L’octroi par le cabinet royal d’agréments de taxis aux joueurs du Raja est une gifle pour le gouvernement. Et Abdelilah Benkirane, visiblement, se contente de tendre l’autre joue et d’attendre patiemment le prochain coup. Les joueurs du club bidaoui, arrivé en finale de la Coupe du monde des clubs, ont déjà été grassement récompensés : les honneurs d’une réception royale avec le wissam qui va avec, un chèque d’un montant à six chiffres de la cassette personnelle du roi, en plus d’un terrain pour que le club bâtisse un centre de formation. Les grimate sont donc de trop. Mais pas aux yeux des spin doctors du Palais, qui ont profité des demandes des footballeurs pour passer un message politique chargé de sens : le système des agréments est indémontable, il reste un privilège de la monarchie et le gouvernement ne pourra rien changer à cette économie de rente.
Rappelez-vous en 2012. En arrivant aux affaires, Abdelilah Benkirane avait promis d’en finir avec ce système. Aziz Rabbah, son ministre du Transport, avait bien commencé en rendant publique la liste des bénéficiaires des agréments de transport. Il avait créé un véritable séisme mais, face aux critiques, il avait dû ronger son frein. Et son Chef de gouvernement n’avait pas cherché à le soutenir.

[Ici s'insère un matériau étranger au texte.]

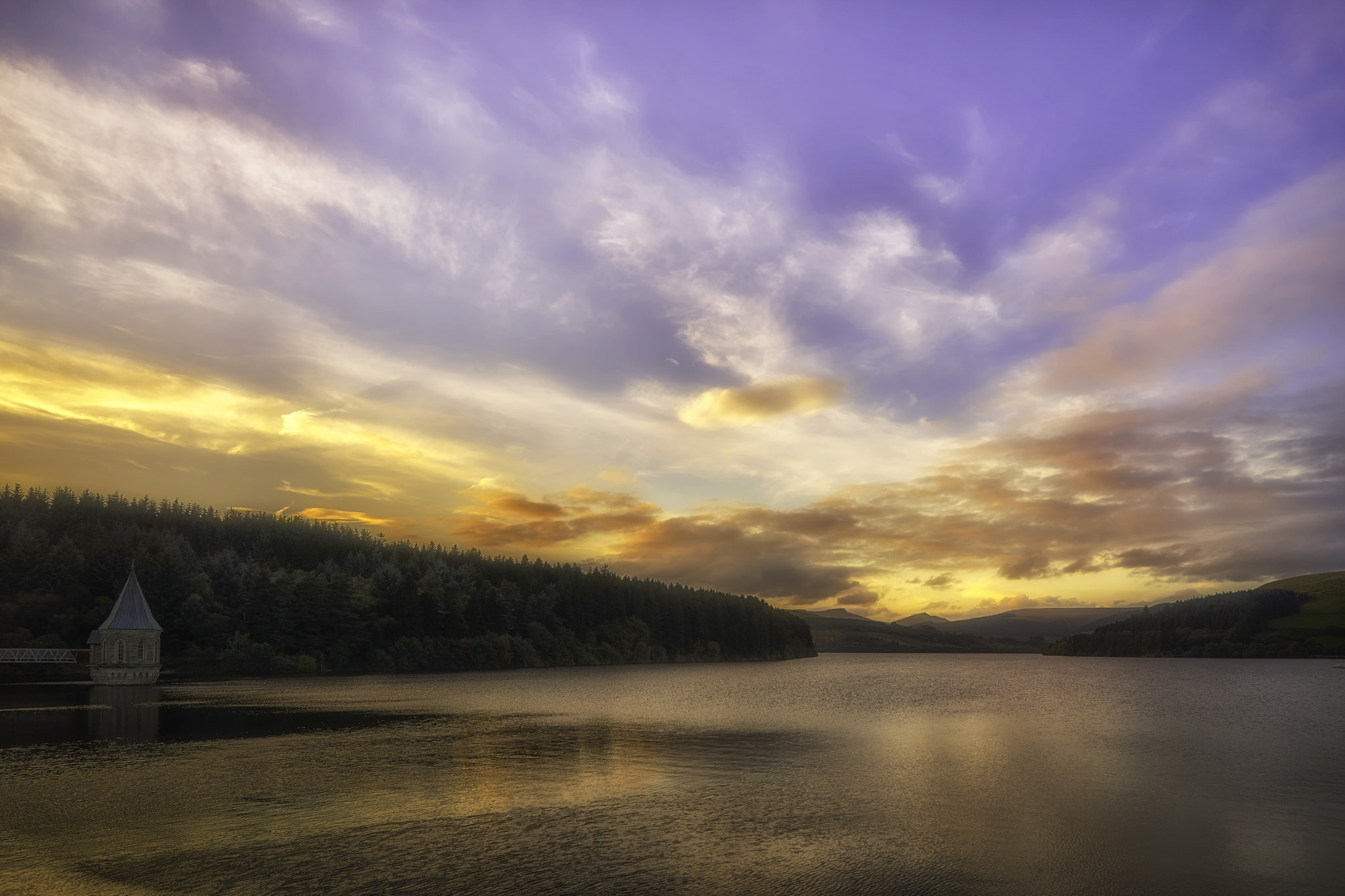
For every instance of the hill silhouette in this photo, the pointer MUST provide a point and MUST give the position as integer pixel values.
(257, 593)
(1290, 618)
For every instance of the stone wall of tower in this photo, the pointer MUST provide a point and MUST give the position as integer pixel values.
(125, 656)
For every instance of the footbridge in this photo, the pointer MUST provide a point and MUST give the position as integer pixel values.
(43, 654)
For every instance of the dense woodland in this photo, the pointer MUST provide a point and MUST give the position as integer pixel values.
(257, 593)
(1220, 625)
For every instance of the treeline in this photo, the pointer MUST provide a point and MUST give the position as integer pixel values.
(1222, 625)
(249, 591)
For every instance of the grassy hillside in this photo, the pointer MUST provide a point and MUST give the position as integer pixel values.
(839, 634)
(1220, 625)
(1321, 618)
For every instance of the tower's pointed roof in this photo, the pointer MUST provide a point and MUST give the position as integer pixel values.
(131, 610)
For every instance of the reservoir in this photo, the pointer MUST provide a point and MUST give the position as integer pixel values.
(958, 774)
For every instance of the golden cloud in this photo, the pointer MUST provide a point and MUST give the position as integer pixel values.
(761, 402)
(508, 521)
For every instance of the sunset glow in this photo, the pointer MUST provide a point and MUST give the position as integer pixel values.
(902, 309)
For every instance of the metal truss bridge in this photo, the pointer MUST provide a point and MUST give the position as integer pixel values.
(42, 654)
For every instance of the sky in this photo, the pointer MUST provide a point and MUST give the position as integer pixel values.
(948, 307)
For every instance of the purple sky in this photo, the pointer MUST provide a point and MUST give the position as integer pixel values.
(1036, 303)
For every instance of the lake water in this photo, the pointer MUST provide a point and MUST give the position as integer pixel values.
(843, 774)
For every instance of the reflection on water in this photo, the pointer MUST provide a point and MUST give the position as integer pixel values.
(844, 774)
(125, 714)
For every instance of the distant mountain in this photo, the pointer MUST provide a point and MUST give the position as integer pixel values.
(920, 620)
(850, 633)
(1238, 625)
(1321, 617)
(1039, 622)
(838, 614)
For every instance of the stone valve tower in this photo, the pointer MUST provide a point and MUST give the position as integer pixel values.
(124, 651)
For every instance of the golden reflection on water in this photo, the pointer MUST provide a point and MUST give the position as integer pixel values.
(844, 774)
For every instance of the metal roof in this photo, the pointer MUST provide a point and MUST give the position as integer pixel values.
(131, 610)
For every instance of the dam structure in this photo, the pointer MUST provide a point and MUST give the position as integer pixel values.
(124, 651)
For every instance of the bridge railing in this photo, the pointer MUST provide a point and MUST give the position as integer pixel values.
(42, 654)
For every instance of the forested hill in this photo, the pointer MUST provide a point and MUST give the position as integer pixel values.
(245, 591)
(1241, 624)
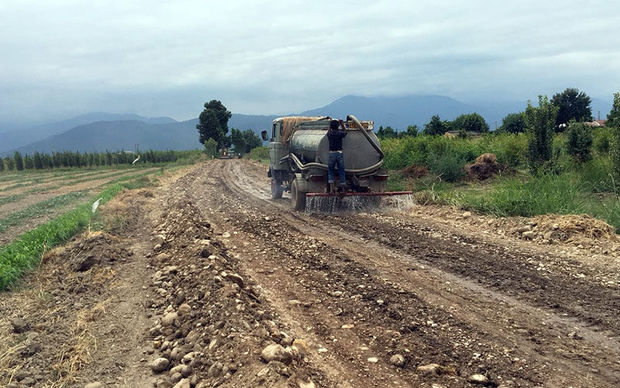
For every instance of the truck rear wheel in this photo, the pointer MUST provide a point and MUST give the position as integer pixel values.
(276, 189)
(298, 197)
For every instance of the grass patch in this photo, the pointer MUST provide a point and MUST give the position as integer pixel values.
(11, 198)
(40, 209)
(567, 193)
(24, 253)
(260, 153)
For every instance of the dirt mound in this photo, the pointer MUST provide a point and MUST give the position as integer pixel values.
(484, 167)
(414, 171)
(58, 315)
(96, 249)
(214, 328)
(569, 227)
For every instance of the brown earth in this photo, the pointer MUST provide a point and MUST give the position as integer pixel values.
(44, 194)
(207, 282)
(91, 187)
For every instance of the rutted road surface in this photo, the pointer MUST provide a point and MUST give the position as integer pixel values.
(366, 287)
(218, 285)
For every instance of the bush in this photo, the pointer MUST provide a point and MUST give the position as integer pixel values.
(513, 123)
(210, 147)
(597, 176)
(447, 166)
(603, 140)
(259, 153)
(548, 193)
(616, 154)
(579, 142)
(472, 122)
(540, 123)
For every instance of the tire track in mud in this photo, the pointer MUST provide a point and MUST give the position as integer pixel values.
(234, 189)
(500, 269)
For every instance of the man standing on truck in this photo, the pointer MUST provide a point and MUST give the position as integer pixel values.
(335, 136)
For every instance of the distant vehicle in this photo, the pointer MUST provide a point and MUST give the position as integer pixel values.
(225, 153)
(298, 152)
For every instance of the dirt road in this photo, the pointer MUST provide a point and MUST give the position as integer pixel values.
(235, 289)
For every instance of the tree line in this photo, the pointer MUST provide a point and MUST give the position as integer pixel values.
(213, 131)
(572, 105)
(40, 160)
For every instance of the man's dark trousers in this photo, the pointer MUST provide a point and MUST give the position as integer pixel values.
(336, 158)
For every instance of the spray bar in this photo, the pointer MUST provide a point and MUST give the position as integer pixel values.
(352, 193)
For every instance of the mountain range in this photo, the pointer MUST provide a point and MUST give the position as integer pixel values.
(108, 131)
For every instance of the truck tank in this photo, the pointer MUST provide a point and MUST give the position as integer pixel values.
(312, 146)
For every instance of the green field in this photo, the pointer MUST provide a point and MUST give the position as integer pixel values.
(568, 187)
(41, 208)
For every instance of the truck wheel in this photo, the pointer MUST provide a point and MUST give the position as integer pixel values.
(276, 189)
(298, 197)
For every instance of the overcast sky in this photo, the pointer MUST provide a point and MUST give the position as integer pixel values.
(166, 58)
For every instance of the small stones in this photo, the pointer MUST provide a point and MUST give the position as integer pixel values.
(478, 379)
(429, 369)
(20, 325)
(215, 369)
(96, 384)
(184, 383)
(306, 383)
(160, 364)
(235, 278)
(530, 234)
(397, 360)
(184, 309)
(169, 319)
(276, 352)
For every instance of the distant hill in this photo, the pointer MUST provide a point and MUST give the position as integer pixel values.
(114, 132)
(257, 123)
(13, 139)
(120, 135)
(400, 112)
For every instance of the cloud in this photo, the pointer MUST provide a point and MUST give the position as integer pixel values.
(166, 58)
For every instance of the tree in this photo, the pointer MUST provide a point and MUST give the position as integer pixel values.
(210, 147)
(38, 162)
(412, 130)
(19, 161)
(251, 140)
(540, 122)
(613, 118)
(572, 105)
(386, 133)
(579, 144)
(9, 163)
(213, 123)
(238, 140)
(28, 163)
(472, 122)
(513, 123)
(436, 126)
(616, 153)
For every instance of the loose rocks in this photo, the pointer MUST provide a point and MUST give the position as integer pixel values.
(397, 360)
(276, 352)
(19, 325)
(160, 364)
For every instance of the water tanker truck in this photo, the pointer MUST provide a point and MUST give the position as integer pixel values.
(298, 154)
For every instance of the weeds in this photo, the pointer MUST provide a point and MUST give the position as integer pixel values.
(26, 251)
(40, 209)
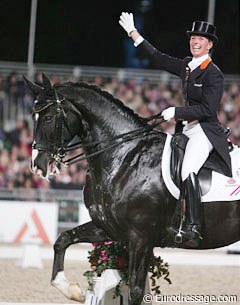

Aujourd’hui, il paie donc le prix fort pour son immobilisme. En cédant de plus en plus de terrain à la monarchie, il lui a laissé la voie ouverte pour empiéter sur ses prérogatives et lui spolier le peu de pouvoir qu’il détient. Car, sur le papier, le Chef du gouvernement pouvait bel et bien contrer cette distribution d’agréments. Les grimate de taxis dépendent du ministre de l’Intérieur, un subordonné de Benkirane. Sauf que ce dernier a justement accepté, lors du remaniement ministériel en octobre dernier, de laisser ce département sensible lui échapper. Il a même souligné qu’il était ravi que le technocrate Mohamed Hassad rejoigne son team. Il cautionnait ainsi un ministre qui n’a de compte à rendre à personne, sauf aux hommes du Palais qui ont proposé son nom. Même devant le parlement où il a été convoqué pour s’expliquer sur cette affaire, Hassad n’a eu cure des élus dans la mesure où il n’a aucune légitimité populaire à défendre.
En revanche, les élus, eux, doivent en permanence mériter leur mandat. Leurs partis seront engagés dès l’année prochaine dans une nouvelle bataille électorale. Et personne ne les croira plus quand ils promettront de changer les choses. D’ailleurs, la popularité du PJD a déjà accusé un sérieux coup avec la déculottée électorale dans son fief de Salé à l’occasion de partielles communales.
C’est le début de la fin d’un processus de domestication d’un parti qui se prétendait différent. La suite, on peut donc déjà l’imaginer : ces grandes figures du PJD, que l’on pensait être des leaders capables de dire non, deviendront des politicards opportunistes qui n’ont rien à envier aux zaïms des partis de l’administration. Comprenez, des hommes prêts à tous les compromis pour maintenir leur statut de haut commis. Des hommes prêts à tout pour garder leur grima de ministre de Sa Majesté.